No espaço, fotos de caminhões com pinturas Maias. Li no banner algo sobre “desejos esquecidos” e circulo indefinidamente pelas fotografias e imagens. Há também uma citação de Stendhal ao lado de uma das fotos. Ela soa explicativa ao diferenciar turistas de viajantes. Detenho meu olhar em um quadro abstrato que mistura verde, azul e outras cores. Verde e azul, as cores preferidas dela. Os cabelos escuros desciam em cascata pelos olhos já fechados quando ela pronunciava “green and blue are my favorite colors”. Verde e azul.
Não sei quanto tempo passei desacordado em pé diante daquele quadro. Sacudi a cabeça e continuei a peregrinação subindo as escadas. No outro andar, animais silvestres estavam ao lado de manifestações religiosas; pinturas de anjos pareciam dialogar com entidades da Umbanda.
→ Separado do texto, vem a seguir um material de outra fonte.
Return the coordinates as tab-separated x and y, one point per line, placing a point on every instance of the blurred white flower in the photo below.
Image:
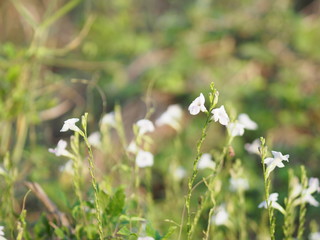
60	149
272	201
220	114
239	184
109	119
197	105
221	216
70	124
306	195
179	173
253	147
235	129
245	120
145	126
95	139
2	171
276	161
133	148
67	167
145	238
314	236
172	117
206	161
144	159
2	233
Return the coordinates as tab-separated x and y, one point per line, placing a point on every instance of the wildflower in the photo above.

Madeira, cores, brilho. Por um segundo, esqueci a minha dor e observei uma paisagem. Grandes pinheiros rodeiam um lago azul, onde dois homens pescam e um pássaro branco sobrevoa suas cabeças. O sol parece um deus onipotente, distribuindo seus raios como se fosse uma explosão. Um sonho do qual fui acordado por vozes infantis. Três ou quatro crianças circulavam eufóricas pela enorme sala. Decidi fugir do local e adentrar em outra sala.
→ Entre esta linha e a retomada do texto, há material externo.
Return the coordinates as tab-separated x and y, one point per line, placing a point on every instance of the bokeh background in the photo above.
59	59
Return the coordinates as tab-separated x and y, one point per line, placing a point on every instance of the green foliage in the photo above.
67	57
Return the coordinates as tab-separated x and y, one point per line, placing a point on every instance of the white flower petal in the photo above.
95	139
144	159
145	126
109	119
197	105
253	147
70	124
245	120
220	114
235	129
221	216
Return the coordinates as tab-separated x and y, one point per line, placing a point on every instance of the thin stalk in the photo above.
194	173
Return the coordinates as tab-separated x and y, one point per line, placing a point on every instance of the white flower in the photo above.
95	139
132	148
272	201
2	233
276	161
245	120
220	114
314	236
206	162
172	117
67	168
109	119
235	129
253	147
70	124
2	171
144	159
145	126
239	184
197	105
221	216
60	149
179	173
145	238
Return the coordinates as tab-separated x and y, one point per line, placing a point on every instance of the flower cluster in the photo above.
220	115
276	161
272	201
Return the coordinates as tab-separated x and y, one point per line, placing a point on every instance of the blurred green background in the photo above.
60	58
Ela estava escura, repleta de luzes, palavras em movimento e placas. Havia recorte e colagem e alguns objetos modernos ressignificados. Pensei nessa palavra, intelectualmente forjada, e lembrei dela, da minha ex-garota. Lembro dos cabelos molhados compridos deslizando por cima da jaqueta preta enquanto ela diz: “Você é tão inteligente”.
Estou só. Tristemente só.
Bancos estão espalhados em um dos cantos da sala; há fones de ouvidos pendurados ao lado. Eu os coloco e ouço a voz grave e labiríntica de um homem. Segundo a exposição, ele se chama Arnaldo Antunes. Eu não consigo perceber. Não consigo associar. Sinto meu espírito perdido no centro de tantas palavras. Ouço a voz de Arnaldo, sinto a luz, vejo as palavras… Estou desaparecendo. Palavras são borrões e frases incompletas. Vejo o rosto dela e os olhos que precisam ser imensamente abertos para não fecharem por completo. Não existe nada além dos muros invisíveis dessa instalação artística. Um turbilhão de pensamentos… Eu só tenho pensamentos; eles são tudo o que me resta.
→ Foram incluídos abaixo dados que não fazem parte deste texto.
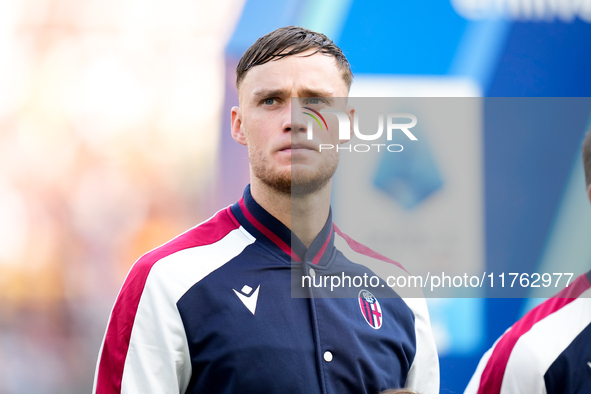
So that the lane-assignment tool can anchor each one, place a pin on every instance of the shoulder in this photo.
(188, 257)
Saio do prédio antigo. Provavelmente sou observado pelo rapaz magricela da entrada. Isso não me incomoda; não observo ninguém. Sigo a passos lentos pelas ruas escuras. Um grupo de garotos descalços corre em direção oposta. Outras pessoas correm atrás deles e gritam. Ouço o sino distante de alguma igreja. Minha memória me trai e mostra o brilho dos lábios dela… E o sinalzinho imperceptível na bochecha direita. As pálpebras curtas abrem e fecham. A respiração silenciosa e a boca semiaberta ao acordar. Os pôsteres e desenhos fixados na parede, acima da cama. Rostos e imagens que lembram a exposição do CCBB. Na mesinha de cabeceira, uma luminária briga por espaço com livros, um relógio digital velho e camisetas brancas que escapam da gaveta. Ela abraça o travesseiro amarelo como se apertasse a própria vida. Segundos depois, ela puxa o lençol até a altura da cabeça e retira novamente. Estica as mãos e toca nos lábios. Não, eu não estou mais só.